The interpretation component 202 receives at least one input signal from the location determination device(s) 216 that reflects the current location of the user. That input signal may describe the absolute location of the user, or the location of the user relative to the display device(s) 132. Based on this information, the interpretation component 202 can assess whether the user has diverted his or her attention from the display device(s) 132 by determining whether the user is more than a prescribed threshold distance from the known location of the display device(s) 132. The interpretation component 202 can determine that the user has turned his or her attention back to the display device(s) 132 when the user once again moves within the threshold distance to the display device(s) 132.

One or more attention-sensing devices 218 detect the presumed focus of attention of the user. For example, the attention-sensing device(s) 218 can include one or more cameras for capturing information having a bearing on the gaze of the user. The interpretation component 202 can use known techniques for determining the gaze based on the captured information. For instance, the interpretation component 202 can cast a ray based on the current orientation of the user's head and/or the user's eyes. The interpretation component 202 can determine that the user has diverted his or her attention from the display device(s) 132 when the ray cast by the user's focus of attention does not intersect the display device(s) 132. The interpretation component 202 can determine that the user has turned his or her attention back to the display device(s) 132 when the ray cast by the user's focus of attention moves back to the display device(s) 132.

In another example, a depth camera system, such as the KINECT system provided by MICROSOFT COPORATION of Redmond, Washington, can determine the posture and/or movement of the user at any given time. The interpretation component 202 can determine that the user has diverted his or her attention by comparing image information captured by the depth camera system with pre-stored patterns. Each such pattern corresponds to a posture and/or movement that is indicative of the fact that the user is not paying attention to the display device(s) 132. The interpretation component 202 can determine that the user has directed his or her attention back to the display device(s) 132 in a complementary manner to that described above, e.g., by making reference to pre-stored patterns.

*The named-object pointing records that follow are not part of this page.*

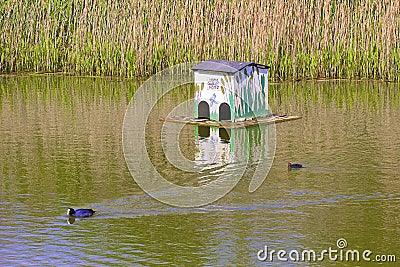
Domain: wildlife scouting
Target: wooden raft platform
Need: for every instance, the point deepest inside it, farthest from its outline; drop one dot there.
(231, 125)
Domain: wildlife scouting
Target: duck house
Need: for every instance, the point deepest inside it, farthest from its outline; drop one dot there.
(230, 90)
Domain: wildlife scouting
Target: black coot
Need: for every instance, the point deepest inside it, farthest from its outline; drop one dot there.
(294, 165)
(80, 213)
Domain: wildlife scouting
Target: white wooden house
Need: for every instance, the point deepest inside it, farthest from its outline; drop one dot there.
(230, 90)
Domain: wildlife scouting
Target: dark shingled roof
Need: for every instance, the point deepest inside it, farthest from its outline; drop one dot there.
(225, 65)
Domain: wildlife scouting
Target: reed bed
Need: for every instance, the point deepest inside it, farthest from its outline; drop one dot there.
(298, 39)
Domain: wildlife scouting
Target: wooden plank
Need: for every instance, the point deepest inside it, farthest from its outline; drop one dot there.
(228, 124)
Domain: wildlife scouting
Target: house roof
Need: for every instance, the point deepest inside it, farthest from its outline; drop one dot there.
(225, 65)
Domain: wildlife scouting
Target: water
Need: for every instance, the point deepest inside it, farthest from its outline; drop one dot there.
(61, 147)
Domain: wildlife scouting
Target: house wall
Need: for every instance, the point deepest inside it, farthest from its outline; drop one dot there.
(215, 89)
(251, 99)
(245, 91)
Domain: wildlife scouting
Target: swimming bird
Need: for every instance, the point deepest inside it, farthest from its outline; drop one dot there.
(294, 165)
(80, 213)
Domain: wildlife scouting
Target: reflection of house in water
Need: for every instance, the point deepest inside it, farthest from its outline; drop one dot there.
(222, 146)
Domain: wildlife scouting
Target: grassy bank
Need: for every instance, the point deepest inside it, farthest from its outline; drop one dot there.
(299, 39)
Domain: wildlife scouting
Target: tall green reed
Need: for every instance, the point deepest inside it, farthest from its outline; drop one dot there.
(298, 39)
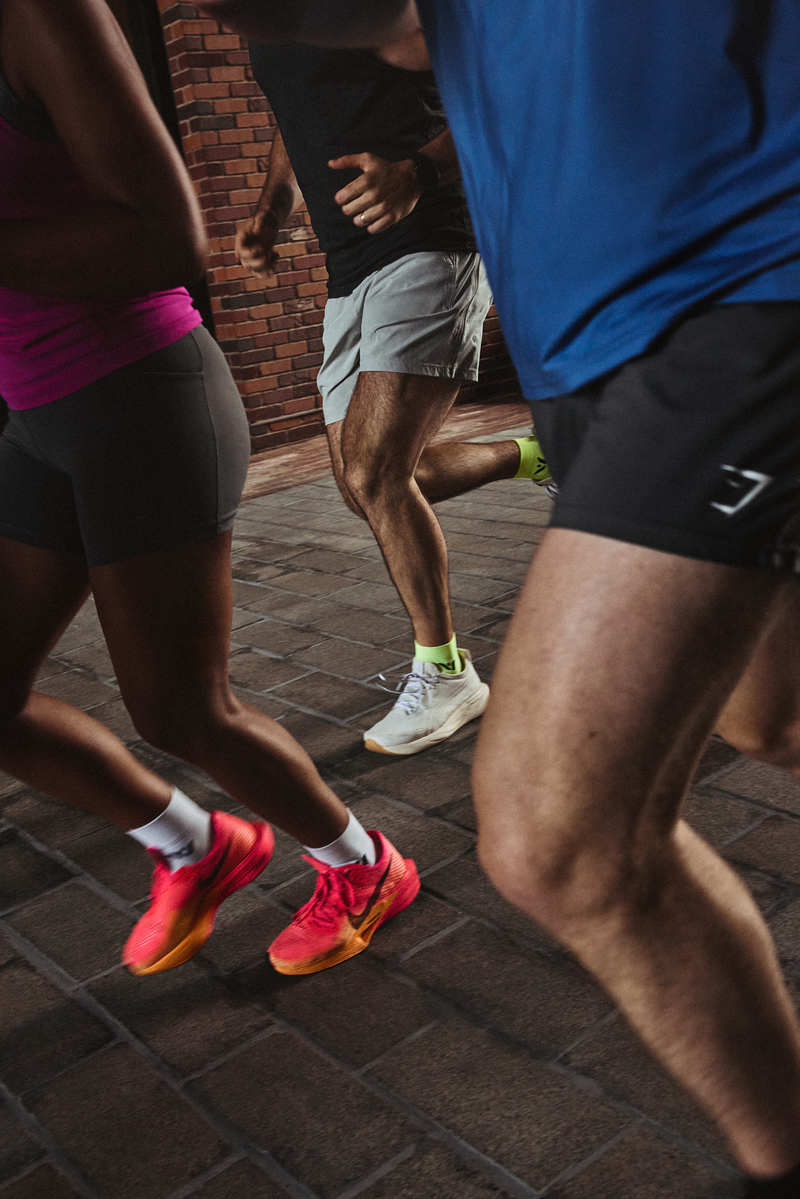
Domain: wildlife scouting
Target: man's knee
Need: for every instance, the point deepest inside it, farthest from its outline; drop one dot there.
(561, 874)
(774, 737)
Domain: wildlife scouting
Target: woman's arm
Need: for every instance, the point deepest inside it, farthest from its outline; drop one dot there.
(143, 230)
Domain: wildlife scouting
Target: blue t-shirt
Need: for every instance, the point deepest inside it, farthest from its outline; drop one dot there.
(624, 160)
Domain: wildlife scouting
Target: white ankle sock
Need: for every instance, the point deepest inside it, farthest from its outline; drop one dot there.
(181, 832)
(354, 845)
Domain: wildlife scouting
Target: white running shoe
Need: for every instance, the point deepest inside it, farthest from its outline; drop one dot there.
(429, 709)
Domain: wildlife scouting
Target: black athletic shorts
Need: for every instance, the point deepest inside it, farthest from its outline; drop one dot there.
(693, 447)
(146, 458)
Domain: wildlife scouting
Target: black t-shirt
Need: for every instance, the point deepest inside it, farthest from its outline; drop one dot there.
(329, 103)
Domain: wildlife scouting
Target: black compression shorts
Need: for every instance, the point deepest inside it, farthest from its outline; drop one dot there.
(148, 458)
(692, 447)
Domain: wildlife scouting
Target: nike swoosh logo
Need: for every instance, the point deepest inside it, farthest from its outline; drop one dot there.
(376, 915)
(367, 907)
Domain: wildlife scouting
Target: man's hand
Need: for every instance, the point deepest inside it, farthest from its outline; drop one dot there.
(256, 246)
(383, 194)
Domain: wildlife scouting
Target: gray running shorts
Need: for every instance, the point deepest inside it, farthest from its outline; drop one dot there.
(148, 458)
(421, 314)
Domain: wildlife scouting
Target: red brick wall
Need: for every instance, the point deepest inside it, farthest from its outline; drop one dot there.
(272, 339)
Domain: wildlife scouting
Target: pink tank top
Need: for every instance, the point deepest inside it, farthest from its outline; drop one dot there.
(50, 347)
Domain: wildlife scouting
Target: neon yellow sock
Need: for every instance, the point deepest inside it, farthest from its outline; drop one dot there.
(531, 461)
(446, 657)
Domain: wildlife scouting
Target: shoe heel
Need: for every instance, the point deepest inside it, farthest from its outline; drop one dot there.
(407, 892)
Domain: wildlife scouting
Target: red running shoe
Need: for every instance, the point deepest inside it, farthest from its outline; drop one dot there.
(184, 903)
(348, 905)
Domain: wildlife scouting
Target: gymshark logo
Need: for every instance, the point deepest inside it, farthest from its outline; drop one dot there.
(743, 487)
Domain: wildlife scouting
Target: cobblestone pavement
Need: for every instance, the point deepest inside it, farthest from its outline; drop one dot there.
(463, 1056)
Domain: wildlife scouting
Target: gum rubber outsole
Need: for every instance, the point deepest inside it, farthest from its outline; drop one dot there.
(250, 867)
(452, 724)
(361, 937)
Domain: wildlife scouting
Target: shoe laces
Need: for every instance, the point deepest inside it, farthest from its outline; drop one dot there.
(413, 690)
(332, 896)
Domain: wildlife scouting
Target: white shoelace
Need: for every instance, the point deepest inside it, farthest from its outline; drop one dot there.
(414, 690)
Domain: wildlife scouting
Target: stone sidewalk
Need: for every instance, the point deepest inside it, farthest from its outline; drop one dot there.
(463, 1056)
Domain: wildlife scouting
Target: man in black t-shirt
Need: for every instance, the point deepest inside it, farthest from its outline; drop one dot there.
(366, 145)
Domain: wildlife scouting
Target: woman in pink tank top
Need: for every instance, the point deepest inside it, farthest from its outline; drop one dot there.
(121, 467)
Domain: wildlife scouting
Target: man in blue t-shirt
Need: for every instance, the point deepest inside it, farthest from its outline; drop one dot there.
(633, 174)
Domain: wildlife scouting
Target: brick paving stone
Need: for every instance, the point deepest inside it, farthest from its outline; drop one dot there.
(299, 609)
(462, 813)
(382, 1010)
(499, 1100)
(774, 845)
(186, 1017)
(785, 927)
(463, 562)
(367, 627)
(275, 637)
(269, 704)
(355, 662)
(434, 1173)
(288, 1100)
(8, 785)
(116, 717)
(49, 668)
(326, 693)
(24, 872)
(331, 561)
(74, 928)
(310, 583)
(114, 1142)
(543, 1002)
(373, 596)
(258, 672)
(426, 783)
(79, 690)
(325, 741)
(17, 1149)
(65, 1032)
(114, 860)
(615, 1059)
(644, 1166)
(241, 618)
(464, 885)
(43, 1182)
(720, 817)
(49, 821)
(768, 784)
(427, 841)
(7, 952)
(94, 657)
(246, 923)
(426, 917)
(241, 1181)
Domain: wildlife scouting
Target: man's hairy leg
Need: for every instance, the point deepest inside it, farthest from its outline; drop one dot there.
(762, 716)
(578, 783)
(388, 425)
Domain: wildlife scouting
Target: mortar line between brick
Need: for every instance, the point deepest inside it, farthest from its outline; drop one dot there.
(379, 1173)
(459, 1148)
(78, 874)
(190, 1188)
(42, 1137)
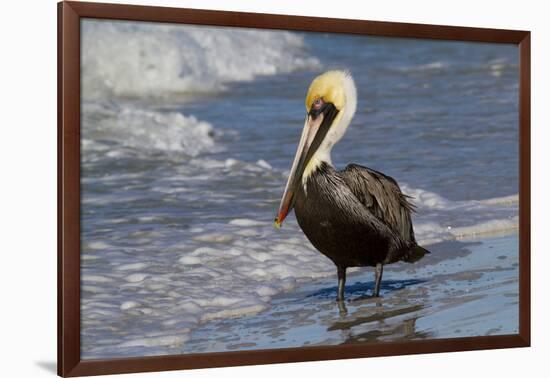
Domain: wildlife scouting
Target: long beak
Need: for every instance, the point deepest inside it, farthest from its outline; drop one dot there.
(315, 130)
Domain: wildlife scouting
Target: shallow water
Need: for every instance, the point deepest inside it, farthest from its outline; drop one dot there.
(187, 136)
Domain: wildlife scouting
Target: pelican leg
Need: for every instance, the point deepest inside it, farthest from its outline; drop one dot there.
(378, 270)
(341, 283)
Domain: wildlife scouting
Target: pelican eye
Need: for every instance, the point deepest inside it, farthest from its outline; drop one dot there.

One or more distraction-sensing components 220 determine whether the user is engaged in an activity that may divert the user's attention from the display device(s) 132. The distraction-sensing component(s) 220 include applications and/or user devices 222 associated with or otherwise controlled by the user. Such an application or user device can send activity information to the interpretation component 202 when the user interacts with it. The activity information constitutes evidence that the user is interacting with the application or user device. The interpretation component 202 can conclude that the user has directed his or her attention away from the display device(s) 132 when the user's level of interaction with another application or user device rises above some environment-specific threshold of engagement, as specified by an environment-specific rule. The interpretation component 202 can conclude that the user has resumed engagement with the display device(s) 132 when the level of interaction with the application or user device falls below the threshold level of engagement. The interpretation component 202 has knowledge of what applications and user devices are associated with the user based on predetermined registration information; that registration information links the applications and user devices to the user. For instance, all such applications and user devices may be associated with the same user account.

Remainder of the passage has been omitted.